MARIANAS ISLANDS: The advance air echelon of the 509th Composite Group arrives at North Field, Tinian Island, Mariana Islands. The 509th is scheduled to deliver atomic bomb attacks on Japan; its Commanding Officer is Colonel Paul W Tibbets Jr, a pilot with a distinguished record in the 97th Bombardment Group (Heavy) in Europe and North Africa.
U.S.A.:
Escort carrier USS Point Cruz launched.
Minesweeper USS Towhee commissioned.
Thanks
Franklin's survival illustrated the USN’s emphasis on fire fighting systems and training. That she lost a quarter of her crew in a battle inferno sixty miles off the Jap coast and survived is amazing.
Thought you might be interested in the WWII plus 70 years. We are making gains on Okinawa.
I find this project to be of benefit to the ignorant. Every day, without fail, I post something of which I was previously ignorant. If not before I posted it then before I came across it on the microfilm. The trials of the Franklin is one of several examples of this from today's post
He was tried for war crimes and specifically for supervising the unit that donned U.S. uniforms and created havoc in the Battle of the Bulge. His defense was that it was legal in the law of war so long as it is done before commencing hostilities. The court acquitted when there was testimony that British SOE agents donned German uniforms when operating behind enemy lines.

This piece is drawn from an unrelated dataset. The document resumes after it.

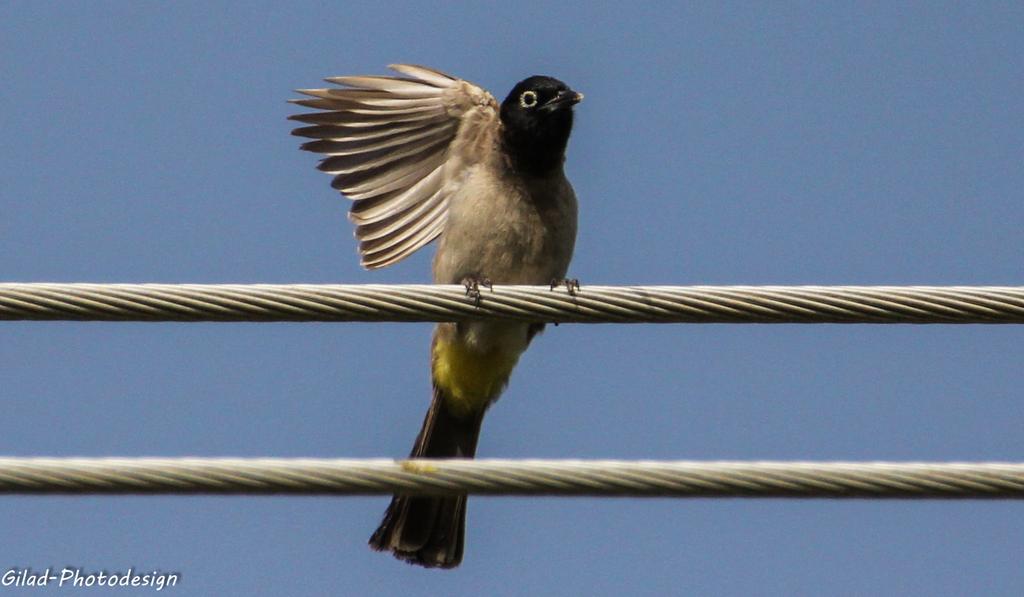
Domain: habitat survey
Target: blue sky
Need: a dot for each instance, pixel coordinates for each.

The man was an unreconstructed Nazi to the end, living mostly in Franco's Spain and Argentina.
Here's a fact I learned: after a coup in Egypt Skorzeny and some other Nazis gave volunteers in Egypt commando training. One of the young volunteers was Yasser Arafat.
More seriously, and to your point, WW2 contained innumerable remarkable stories, for both the soldiers and sailors and also the citizenry. You have done a wonderful job--you're still doing it, actually--of bringing some of the more well-known such stories to our attention. You and I had previous-generation relatives directly involved, but we are aging and two decades from now few will have a personal stake in these stories. The lessons from that conflict are still vibrant for us, though, and you have my deep personal appreciation for fanning these flames, and lighting those new to us, into fresh remembrance.
Although there was an active warrant for his arrest in West Germany at the time, he couldn’t get the surgery he needed in Spain, so he went back to Germany for medical treatment and recovery. Everyone looked the other way.
He’s also the guy that took control at OKW after the failed July coup, stopped the drumhead executions (that may have been part of a coverup), and basically ran the war until reliable senior officers could be brought in.
Not sure if that story dealt with it (my eyes aren’t sharp enough to read all of the clippings) but the Franklin was sent to an east coast shipyard so it wouldn’t tie up space on the west coast that could be used for ships which could be repaired and sent back to the front.